Memberdayakan Karyawan Anda

Peserta dalam program Anda tidak boleh menganggap keterlibatan dengan berita perusahaan dan konten yang relevan sebagai pekerjaan tambahan—jika tidak, mereka tidak akan ikut serta .

Faktanya, 53 persen karyawan yang disurvei tidak berpikir bahwa tim pemasaran memudahkan mereka untuk mengadvokasi perusahaan di media sosial. Jangan membuat keterlibatan dengan merek Anda lebih rumit dari yang seharusnya.

Seiring dengan pendidikan internal tentang praktik terbaik media sosial, Anda perlu merampingkan proses berbagi dan memberi karyawan Anda semua alat yang mereka butuhkan untuk menjadi advokat terbaik.

Saat Anda berbagi konten sosial dengan tim Anda, coba ini:

  • Menemani setiap posting dengan pesan sosial yang disarankan per setiap jaringan populer.
  • Sertakan catatan dengan setiap bagian konten yang memberi tahu mengapa hal yang Anda bagikan itu penting dan siapa pemangku kepentingan internal yang terlibat dengan inisiatif tersebut.
  • Jika Anda mengutip sumber pihak ketiga, pastikan Anda menyorot publikasi yang bereputasi baik.
  • Pastikan Anda meminta anggota tim Anda untuk berbagi konten dan informasi yang menurut mereka akan beresonansi dengan semua karyawan perusahaan atau audiens departemen. Keterlibatan karyawan, seperti halnya media sosial, harus menjadi dialog dua arah.

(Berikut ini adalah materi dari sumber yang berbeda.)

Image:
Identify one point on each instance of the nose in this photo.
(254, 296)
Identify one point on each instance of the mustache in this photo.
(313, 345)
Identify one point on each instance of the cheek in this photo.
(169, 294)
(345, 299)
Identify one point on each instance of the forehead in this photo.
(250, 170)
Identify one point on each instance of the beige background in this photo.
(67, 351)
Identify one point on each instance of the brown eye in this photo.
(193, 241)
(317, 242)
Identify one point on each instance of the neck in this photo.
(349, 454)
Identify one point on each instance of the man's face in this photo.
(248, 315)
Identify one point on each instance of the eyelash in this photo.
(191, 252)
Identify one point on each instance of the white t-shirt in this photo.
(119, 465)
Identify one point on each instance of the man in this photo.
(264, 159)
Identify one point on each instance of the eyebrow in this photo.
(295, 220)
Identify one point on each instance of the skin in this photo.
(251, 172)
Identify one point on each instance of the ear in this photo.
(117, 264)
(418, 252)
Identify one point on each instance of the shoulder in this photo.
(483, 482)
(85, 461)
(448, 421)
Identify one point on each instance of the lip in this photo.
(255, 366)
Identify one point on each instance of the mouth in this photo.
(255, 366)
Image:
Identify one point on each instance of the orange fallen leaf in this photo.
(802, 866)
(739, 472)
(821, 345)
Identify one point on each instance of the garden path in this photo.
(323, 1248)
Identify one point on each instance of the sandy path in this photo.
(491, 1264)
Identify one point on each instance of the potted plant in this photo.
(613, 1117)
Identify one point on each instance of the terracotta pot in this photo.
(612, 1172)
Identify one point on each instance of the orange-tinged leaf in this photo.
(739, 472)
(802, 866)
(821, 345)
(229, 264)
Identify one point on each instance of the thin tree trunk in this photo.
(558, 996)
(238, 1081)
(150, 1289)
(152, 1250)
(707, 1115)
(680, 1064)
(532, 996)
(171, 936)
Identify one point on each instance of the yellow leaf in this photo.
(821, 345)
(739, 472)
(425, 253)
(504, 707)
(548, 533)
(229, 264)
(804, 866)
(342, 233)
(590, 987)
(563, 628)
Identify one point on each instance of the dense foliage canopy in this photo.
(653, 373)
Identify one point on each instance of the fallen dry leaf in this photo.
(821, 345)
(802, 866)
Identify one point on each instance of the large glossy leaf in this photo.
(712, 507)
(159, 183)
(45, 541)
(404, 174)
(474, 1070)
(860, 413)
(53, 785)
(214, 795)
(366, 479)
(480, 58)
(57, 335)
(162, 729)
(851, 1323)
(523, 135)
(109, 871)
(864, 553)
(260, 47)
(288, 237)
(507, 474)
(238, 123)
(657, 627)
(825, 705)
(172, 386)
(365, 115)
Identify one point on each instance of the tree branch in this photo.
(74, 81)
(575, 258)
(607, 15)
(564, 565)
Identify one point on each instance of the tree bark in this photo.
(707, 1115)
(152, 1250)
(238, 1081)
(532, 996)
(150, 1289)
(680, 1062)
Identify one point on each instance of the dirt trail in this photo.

Mengukur Keberhasilan Advokasi Karyawan

Menyusun strategi dan menerapkan program advokasi karyawan membutuhkan waktu dan sumber daya. Pastikan bahwa Anda akan dapat mengukur dampak dari upaya Anda. Menambahkan kode UTM di akhir setiap konten milik yang Anda bagikan dengan karyawan akan memudahkan pelacakan, pengukuran, dan tolok ukur.

Beberapa metrik sosial yang sama yang Anda terapkan pada upaya pemasaran Anda dapat diterapkan pada inisiatif advokasi Anda.

Ingatlah bahwa mereka yang disurvei 16 kali lebih mungkin membaca postingan media sosial dari seorang teman daripada dari sebuah merek. 81 persen peserta mengatakan bahwa mereka lebih suka melihat posting sosial teman daripada posting merek.

Awasi terus upaya Anda, dan terus gunakan data dan umpan balik anekdot yang Anda terima untuk merevisi dan menyegarkan program Anda.

Semangat untuk Pemimpin Advokasi Anda!

Saat program Anda mendapatkan momentum, karyawan Anda akan melihat bahwa advokasi di media sosial tidak sesulit atau sesulit yang mereka kira. Pastikan untuk memulai dengan kerangka kerja dan pendekatan yang tepat. Mendapatkan karyawan Anda untuk memasukkan advokasi ke dalam rutinitas sehari-hari mereka dapat menjadi proses yang mulus dan saling menguntungkan .

Posting ini awalnya ditulis oleh Andrew Caravella dan diperbarui oleh Michelle Saunders pada tahun 2021.